Some notes: pick the correct field to partition on. If you have queries that have to navigate a lot of partitions you may find degraded performance. Also, I have left room for growth, adding partitions and ranges to my partition function for data that is not there now but will be one day.

Original answer from only local testing:

Since asking this question I have been doing more research and a POC locally. It was suggested I share this POC in an answer.

In my POC I chose to use a partition function of:

CREATE PARTITION FUNCTION [MyIntPF](int) 
AS RANGE LEFT 
FOR VALUES (
    N'50'
    , N'100'
    , N'150'
    , N'200'
    , N'250'
    , N'300'
    , N'350'
    , N'400'
    , N'450'
    , N'500'
);

CREATE PARTITION SCHEME [MyIntPS] 
AS PARTITION [MyIntPF] 
TO (
    [MyInt050fg]
    , [MyInt100fg]
    , [MyInt150fg]
    , [MyInt200fg]
    , [MyInt250fg]
    , [MyInt300fg]
    , [MyInt350fg]
    , [MyInt400fg]
    , [MyInt450fg]
    , [MyInt500fg]
    , [MyInt000fg]
);

This function assigns 50 MyInts to each partition with room for a little growth.

Remember that I have roughly 350 distinct MyInts across the 170M records in the PROD CCIs. David Browne suggested a minimum record size of 1M in a partition, which make sense in order to optimize a CCI compressed segment. I am erring larger for two reasons. The first reason is to avoid creating a 100 partition POC monster. The second is that I presume that 1M applies to each table in the partition. I am partitioning four columnstores, the smallest of which has 25M records. If I broke it into 100 pieces it would never achieve a full segment.
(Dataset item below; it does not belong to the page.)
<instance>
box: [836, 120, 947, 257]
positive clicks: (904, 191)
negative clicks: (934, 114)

In my local development DB I have 2.2M records in the leftmost CCI, and even less than that in the child CCIs. This presents a problem for creating a realistic replication of PROD. I really should prioritize a little extra time to make a big local DB for this, but in the meantime, here are the before/after IO results of the local partition. I have queried for an aggregate from my leftmost CCI predicated on MyInt = a single value.

Not Partitioned

Scan count 1, logical reads 0, physical reads 0, read-ahead reads 0, lob logical reads 1548, 
lob physical reads 0, lob read-ahead reads 44.
Segment reads 4, segment skipped 0.

Partitioned

Scan count 1, logical reads 0, physical reads 0, read-ahead reads 0, lob logical reads 268, 
lob physical reads 0, lob read-ahead reads 0.
Segment reads 1, segment skipped 0.

As expected, SQL Server was able to skip all but one of my partitions in a query with a MyInt equality predicate.

I am continuing to work on this and should have time to update here as things progress.